Pandey is CEO at Business Oxygen Pvt Ltd, Nepal's first private-equity fund.
It's good to see that the government is serious about bringing the much-needed reforms in the foreign investment regime. However, in the midst of this hype, we must take a closer look to new changes being made and how it will make foreign investors' entry and exit flexible and simplify administrative process while doing business in Nepal.
Why can’t Foreign Investment Technology Transfer Act be called Foreign Investment Facilitation Act? The choice of the word itself is wrong. The amendments are not progressive as they should have been. Why should there be a negative list in the FITTA?
The objective of amending these acts is to ease business and facilitate investments. But our focus has always been on regulation and control.
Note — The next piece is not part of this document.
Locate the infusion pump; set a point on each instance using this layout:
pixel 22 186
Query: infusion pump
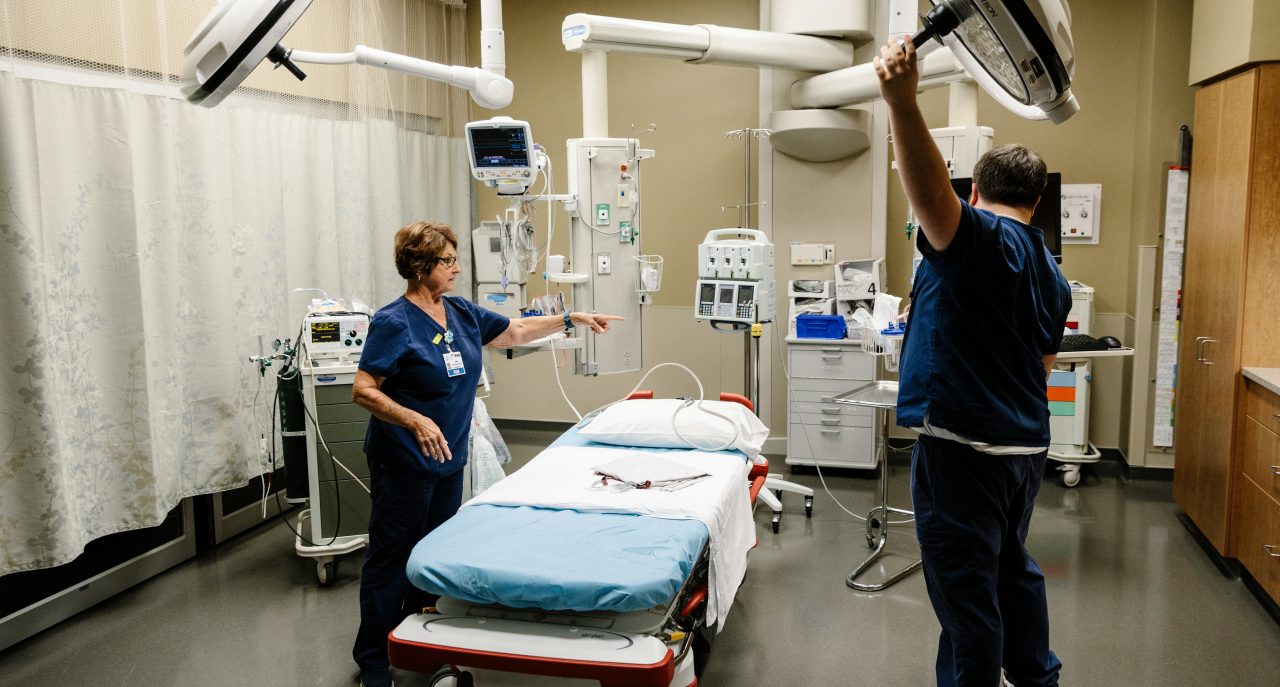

Regulation is not only about controlling, it is also about facilitating. The regulators in the country—Nepal Rastra Bank, Securities Board Nepal, Industry Department—do not realise that one of their jobs is also to make conducting business hassle-free and investors comfortable.
There is a “no welcome” attitude for FDI in Nepal. That is why I often say FDI here means “foreigners don't invest”. We never made foreign investors feel welcome. More than legal issues, we're harassing investors through procedural issues. If we want to execute a larger project (hotel), we need technical manpower from abroad and that should be paid in foreign currency. As per the existing legal arrangement, their remuneration can be paid only after completion of the work. Who will come to Nepal if we continue to have this system? This is where we need intervention.
If Nepal wants to execute mega projects, international legal, accounting and consulting firms must come to Nepal. But we're not seeing top class contractors, consultants coming to Nepal.
Any international company handling a project worth over $1 billion will trust none of the Nepali legal and accounting firms. Even if they have to hire Nepali firms, they will hire them under international consulting firms umbrella. The practical issues—easy availability of working visa, remuneration—have become impediments of late. And this is something the government must look into.
The government has recently introduced new regulations to govern private equity and venture capital, but the document is in Nepali. How can foreign investors understand what is there in the regulations? This shows the narrow vision of Nepali stakeholders. We cannot dream of large scale FDI if we continue to have every document written in Nepali.
Shakya is CEO at Beed Management, a management consulting firm.